American film director (born 1969)

Mike "Mouse" McCoy (born August 7, 1969) is an American film producer, director, and editor. Before entering the entertainment industry, McCoy worked as a professional motorcycle racer and stunt performer. He starred in and co-produced the documentary Dust to Glory (2004) and was co-director, producer, and editor of the film Act of Valor (2012).

==Early life and motorcycle career==
McCoy began motorcycle racing at age four. At age 14, he turned his motocross career professional. In the early 1990s, McCoy took a break from racing due to injury, before returning to the sport and becoming the first motorcycle soloist rider to complete the Baja 1000 in 2003. McCoy went on to win overall for the Baja 500 in 2005 and has class wins in the Baja 1000 for 2002, 2005, and 2007. Following his Baja 500 championship in 2005, McCoy was also invited to the X Games as an athlete.

==Entertainment career==
During his first break from racing in the early 1990s, McCoy learned about filmmaking by working under director Joe Pytka. He later worked as a stunt performer, working with such directors as Tony Scott, Rob Cohen, and John McTiernen.

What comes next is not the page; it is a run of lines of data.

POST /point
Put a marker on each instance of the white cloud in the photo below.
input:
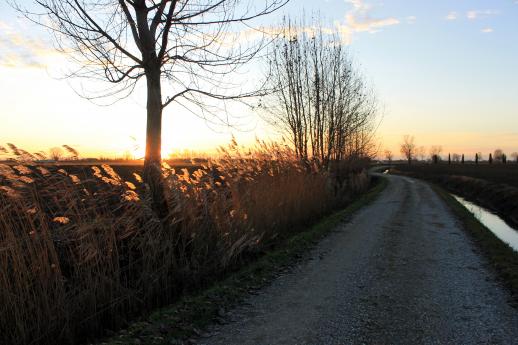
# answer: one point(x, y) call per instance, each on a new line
point(358, 19)
point(451, 16)
point(475, 14)
point(412, 19)
point(20, 50)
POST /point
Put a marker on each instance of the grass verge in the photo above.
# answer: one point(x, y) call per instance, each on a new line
point(186, 318)
point(502, 257)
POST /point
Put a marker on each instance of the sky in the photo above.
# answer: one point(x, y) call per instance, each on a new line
point(444, 71)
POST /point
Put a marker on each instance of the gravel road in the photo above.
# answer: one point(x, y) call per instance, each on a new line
point(401, 272)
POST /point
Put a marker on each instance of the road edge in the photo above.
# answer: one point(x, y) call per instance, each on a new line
point(177, 323)
point(503, 259)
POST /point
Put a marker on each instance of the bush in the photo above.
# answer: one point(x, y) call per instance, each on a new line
point(84, 252)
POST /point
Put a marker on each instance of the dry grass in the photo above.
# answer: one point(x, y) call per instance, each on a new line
point(82, 255)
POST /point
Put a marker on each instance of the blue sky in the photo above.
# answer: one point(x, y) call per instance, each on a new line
point(444, 71)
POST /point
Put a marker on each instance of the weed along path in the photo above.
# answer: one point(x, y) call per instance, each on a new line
point(401, 272)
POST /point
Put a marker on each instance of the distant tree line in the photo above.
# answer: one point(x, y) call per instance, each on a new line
point(411, 152)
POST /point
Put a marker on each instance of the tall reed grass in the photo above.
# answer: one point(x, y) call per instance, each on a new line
point(82, 253)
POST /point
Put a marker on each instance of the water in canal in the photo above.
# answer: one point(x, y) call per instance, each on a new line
point(493, 222)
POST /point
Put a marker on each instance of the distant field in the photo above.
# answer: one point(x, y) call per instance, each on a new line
point(498, 173)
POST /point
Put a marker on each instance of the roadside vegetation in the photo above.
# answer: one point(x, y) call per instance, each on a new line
point(502, 257)
point(80, 255)
point(493, 186)
point(86, 249)
point(188, 317)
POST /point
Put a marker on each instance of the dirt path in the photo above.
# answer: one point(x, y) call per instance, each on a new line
point(401, 272)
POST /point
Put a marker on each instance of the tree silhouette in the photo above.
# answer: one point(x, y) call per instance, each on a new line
point(56, 153)
point(182, 42)
point(408, 148)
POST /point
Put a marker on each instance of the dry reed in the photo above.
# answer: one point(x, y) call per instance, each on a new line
point(83, 253)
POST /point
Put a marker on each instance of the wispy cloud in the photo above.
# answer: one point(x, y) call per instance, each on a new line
point(475, 14)
point(451, 16)
point(20, 50)
point(359, 19)
point(411, 19)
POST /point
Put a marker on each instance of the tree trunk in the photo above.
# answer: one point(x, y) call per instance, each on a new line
point(153, 159)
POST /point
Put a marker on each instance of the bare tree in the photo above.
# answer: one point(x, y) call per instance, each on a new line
point(187, 43)
point(408, 148)
point(389, 156)
point(322, 104)
point(435, 153)
point(56, 153)
point(455, 157)
point(498, 155)
point(421, 153)
point(478, 157)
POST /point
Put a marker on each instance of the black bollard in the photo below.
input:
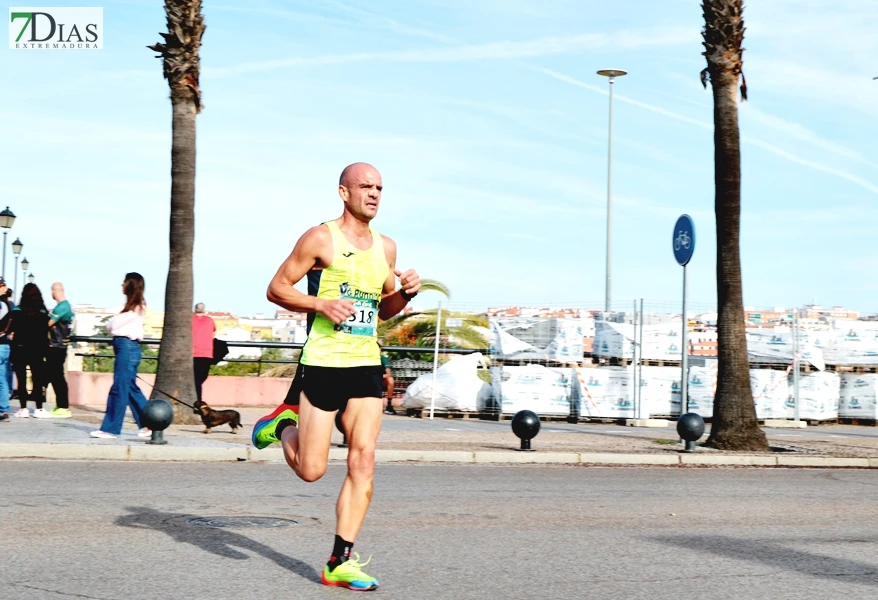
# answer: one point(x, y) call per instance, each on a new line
point(690, 427)
point(157, 415)
point(525, 425)
point(338, 425)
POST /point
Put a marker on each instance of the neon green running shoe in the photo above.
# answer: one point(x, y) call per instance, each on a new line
point(350, 575)
point(264, 430)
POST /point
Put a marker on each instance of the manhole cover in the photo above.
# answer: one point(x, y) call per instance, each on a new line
point(261, 522)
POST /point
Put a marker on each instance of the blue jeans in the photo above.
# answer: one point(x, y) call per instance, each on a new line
point(5, 377)
point(124, 391)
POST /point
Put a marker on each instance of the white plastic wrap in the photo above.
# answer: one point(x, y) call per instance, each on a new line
point(544, 390)
point(702, 390)
point(858, 396)
point(555, 339)
point(770, 393)
point(458, 386)
point(776, 346)
point(660, 391)
point(818, 396)
point(606, 392)
point(852, 343)
point(661, 341)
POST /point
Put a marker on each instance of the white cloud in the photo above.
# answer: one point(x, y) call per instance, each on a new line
point(802, 133)
point(506, 50)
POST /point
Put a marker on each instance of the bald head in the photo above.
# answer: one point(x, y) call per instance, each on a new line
point(360, 189)
point(355, 172)
point(58, 291)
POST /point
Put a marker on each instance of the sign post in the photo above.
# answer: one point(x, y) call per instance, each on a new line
point(684, 247)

In 2002, as a producer McCoy worked with director Dana Brown (Step Into Liquid) to document the Baja 1000 in the film Dust to Glory. The Baja 1000 is a 1000-mile car, truck, and motorcycle race in Mexico, which McCoy was the first person to complete on a motorcycle without switching drivers during the race. He finished 6th in class and 12th overall

In 2005, McCoy he was nominated for Best Overall Stunt by a Stunt Man at the World Stunt Awards.

Following another injury at the end of 2005, McCoy ended his professional stunt career and opened up his own production company, Bandito Brothers, with Scott Waugh.

In addition to full features, McCoy has also produced and directed transmedia commercial projects including ad campaigns and short films for Ford, BMW, Toyota, Kia, NASCAR, Mountain Dew, the U.S. Navy, U.S. Marines Corps, ESPN, and Hot Wheels.

In 2012, McCoy co-directed Act of Valor, a film featuring the United States Navy SEALs, with Scott Waugh.